In one of the larger efforts to describe variables associated with mortality in MRSA pneumonia, Haque and colleagues analyzed 251 cases of MRSA pneumonia [12]. As others have shown, severity of illness was the main driver of outcomes. However, they failed to even examine concurrent bacteremia as a potential factor affecting eventual survival [12]. Finally, Schreiber et al. specifically explored the potential significance of secondary bacteremia in MRSA pneumonia. They concluded that bacteremia was seen in 20 % of cases of MRSA pneumonia and that bacteremia independently increased the risk for death sixfold. However, this analysis included only 59 subjects and enrolled both those with MRSA and MRSA pneumonia [11]. Reflecting concerns about the seriousness of MRSA as a cause of pneumonia, some have proposed specific MRSA pneumonia treatment paradigms based on the presence or absence of bacteremia, and our results demonstrate the importance of this confounding issue (6.7).

Our study expands on these earlier reports.
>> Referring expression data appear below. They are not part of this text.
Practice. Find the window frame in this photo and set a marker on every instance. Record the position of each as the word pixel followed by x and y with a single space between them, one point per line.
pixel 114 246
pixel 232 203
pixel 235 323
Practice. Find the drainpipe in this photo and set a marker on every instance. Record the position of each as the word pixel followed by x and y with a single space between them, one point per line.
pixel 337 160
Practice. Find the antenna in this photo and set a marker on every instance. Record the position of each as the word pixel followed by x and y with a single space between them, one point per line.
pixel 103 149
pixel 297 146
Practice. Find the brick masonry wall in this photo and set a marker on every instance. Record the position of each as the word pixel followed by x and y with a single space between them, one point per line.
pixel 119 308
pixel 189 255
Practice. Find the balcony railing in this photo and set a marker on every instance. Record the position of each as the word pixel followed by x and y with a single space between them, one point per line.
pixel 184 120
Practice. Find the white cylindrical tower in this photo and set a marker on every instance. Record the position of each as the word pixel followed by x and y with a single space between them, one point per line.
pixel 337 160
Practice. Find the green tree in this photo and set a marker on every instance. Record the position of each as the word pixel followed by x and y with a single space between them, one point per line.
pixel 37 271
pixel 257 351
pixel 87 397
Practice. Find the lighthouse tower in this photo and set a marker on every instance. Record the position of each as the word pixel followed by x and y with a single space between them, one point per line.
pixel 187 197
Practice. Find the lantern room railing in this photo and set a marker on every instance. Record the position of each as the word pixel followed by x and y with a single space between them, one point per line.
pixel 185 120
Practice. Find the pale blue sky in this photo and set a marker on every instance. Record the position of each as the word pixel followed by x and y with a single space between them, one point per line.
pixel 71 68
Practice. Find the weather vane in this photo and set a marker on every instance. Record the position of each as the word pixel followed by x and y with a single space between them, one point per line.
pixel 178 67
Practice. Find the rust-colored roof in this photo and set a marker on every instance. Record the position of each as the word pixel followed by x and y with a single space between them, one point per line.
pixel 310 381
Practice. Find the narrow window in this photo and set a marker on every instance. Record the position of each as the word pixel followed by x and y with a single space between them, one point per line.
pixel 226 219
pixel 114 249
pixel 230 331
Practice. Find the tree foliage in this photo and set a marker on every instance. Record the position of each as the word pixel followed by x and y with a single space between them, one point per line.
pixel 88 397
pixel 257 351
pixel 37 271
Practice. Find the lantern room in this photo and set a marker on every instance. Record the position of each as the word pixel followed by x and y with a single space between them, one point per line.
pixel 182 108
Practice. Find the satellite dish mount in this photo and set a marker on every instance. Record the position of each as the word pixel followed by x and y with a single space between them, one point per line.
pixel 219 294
We confirm a general association between concomitant bacteremia and worse outcomes in MRSA pneumonia. Unlike prior analyses, we evaluated a large cohort of MRSA pneumonia. Furthermore, our cohort was fairly heterogeneous in that it included all cases of MRSA pneumonia, irrespective of pneumonia subtype (e.g., HCAP vs. VAP). This fact helps to establish the generalizability of our findings. The relatively large sample size additionally allows us to better control for a variety of confounders that others could not address as fully. We also establish that concurrent bacteremia adds substantially to hospital LOS. This observation is novel as others have not examined this issue previously. The deleterious impact on LOS is independent of multiple potential confounders. Given that bacteremia remains associated with a greater LOS, our findings suggest that future studies should focus on this cohort of patients in order to determine if some different treatment paradigm might mitigate the negative impact of concurrent bacteremia on LOS. Finally, all patients in this report received timely therapy, reducing the risk that an initial delay in antibiotic treatment confounds our conclusions.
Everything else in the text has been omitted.